# prop size?



## fredslann (Oct 14, 2009)

most of the props have some cast or stamped numbers on them....that should tell you what you have. check on a few of the post below this one and there are some links to help on the size you may need.


----------



## wcnfl (Nov 11, 2009)

For Prop Needed LOA? Weight? Horsepower?

For Prop you have- Stamped on Prop or Hub


----------



## OffShoreSkiff (Jun 28, 2009)

New boat, but I'll use this thread rather than start another post. 

WHat effect does the pitch have on the RPMs. Reason is my enigine now will go up to 6000 (which is max on the guage).

Prop is stainless steel. But I have two additional props with different pitches. Wondering which would be best.
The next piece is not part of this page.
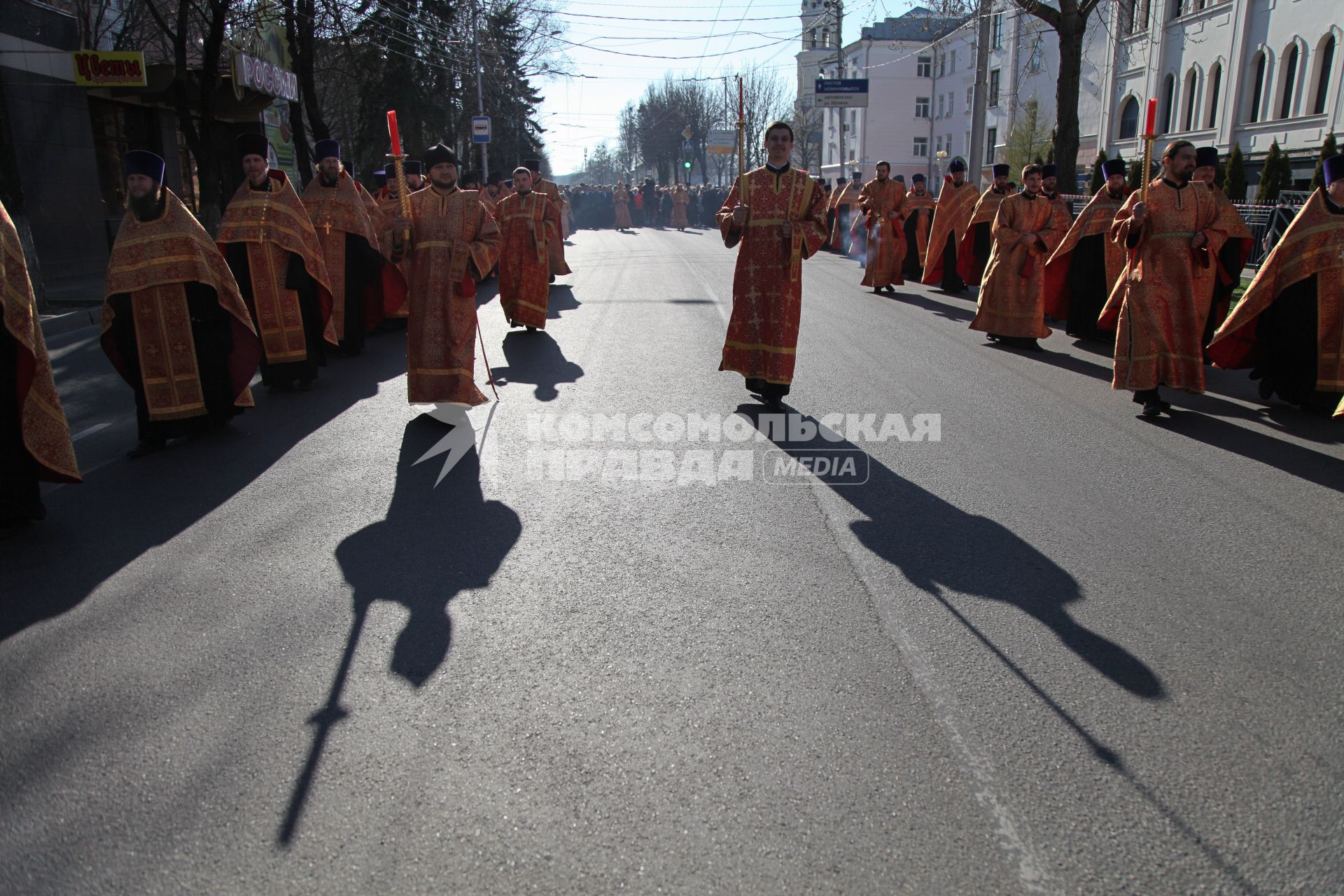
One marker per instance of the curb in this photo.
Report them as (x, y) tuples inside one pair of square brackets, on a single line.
[(70, 321)]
17' Carolina Skiff. 50hp Honda 4-stroke.


----------



## Brett (Jul 16, 2008)

General rule of thumb...
Increase pitch by 1 inch = decrease RPM's by 200
Decrease pitch by 1 inch = increase RPM's by 200

http://www.dansdiscountprops.com/propeller_basics.cfm

http://www.unitedboaterscoop.com/html/propeller-basics-part1.html

http://www.unitedboaterscoop.com/html/propeller-basics-part2.html

http://www.unitedboaterscoop.com/html/propeller-basics-part3.html

http://www.thepropellerspecialist.com.au/services/propellers101/


----------